I would like to create an extension function for a collection to check if one collection contains any item of defined set. I think about two implementations:
infix fun <T> Iterable<T>.containsAny(values: Iterable<T>): Boolean = any(values::contains)
or
infix fun <T> Iterable<T>.containsAny(values: Iterable<T>): Boolean = intersect(values).isNotEmpty()
The question is which way is more efficient and why? And is there any better solution?
CodePudding user response:
The first way with any is O(n*m) unless the parameter Iterable is a Set, in which case it's O(n).
The second way with intersect is O(n).
So the second way is much faster unless the parameter is already a Set or both inputs are so tiny that it's worth iterating repeatedly to avoid copying the receiver Iterable to a MutableSet.
The O(n) way could be improved to allow the early exit behavior of any by doing this:
infix fun <T> Iterable<T>.containsAny(values: Iterable<T>): Boolean =
any(values.toSet()::contains)
and further to avoid an unnecessary set copy:
infix fun <T> Iterable<T>.containsAny(values: Iterable<T>): Boolean =
any((values as?

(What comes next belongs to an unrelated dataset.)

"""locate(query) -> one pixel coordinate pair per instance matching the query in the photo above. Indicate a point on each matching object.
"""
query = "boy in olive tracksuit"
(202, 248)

Set<T> ?: values.toSet())::contains)
And if the receiver Iterable is usually bigger than the parameter Iterable, you might want to swap which one is the set and which one is being iterated.
CodePudding user response:
Looking at the implementation intersect will take more memory as it creates an intermediate set.
My guess that any will be more efficient since it is quite straightforward. Ultimately it is better to just benchmark your use case with JMH.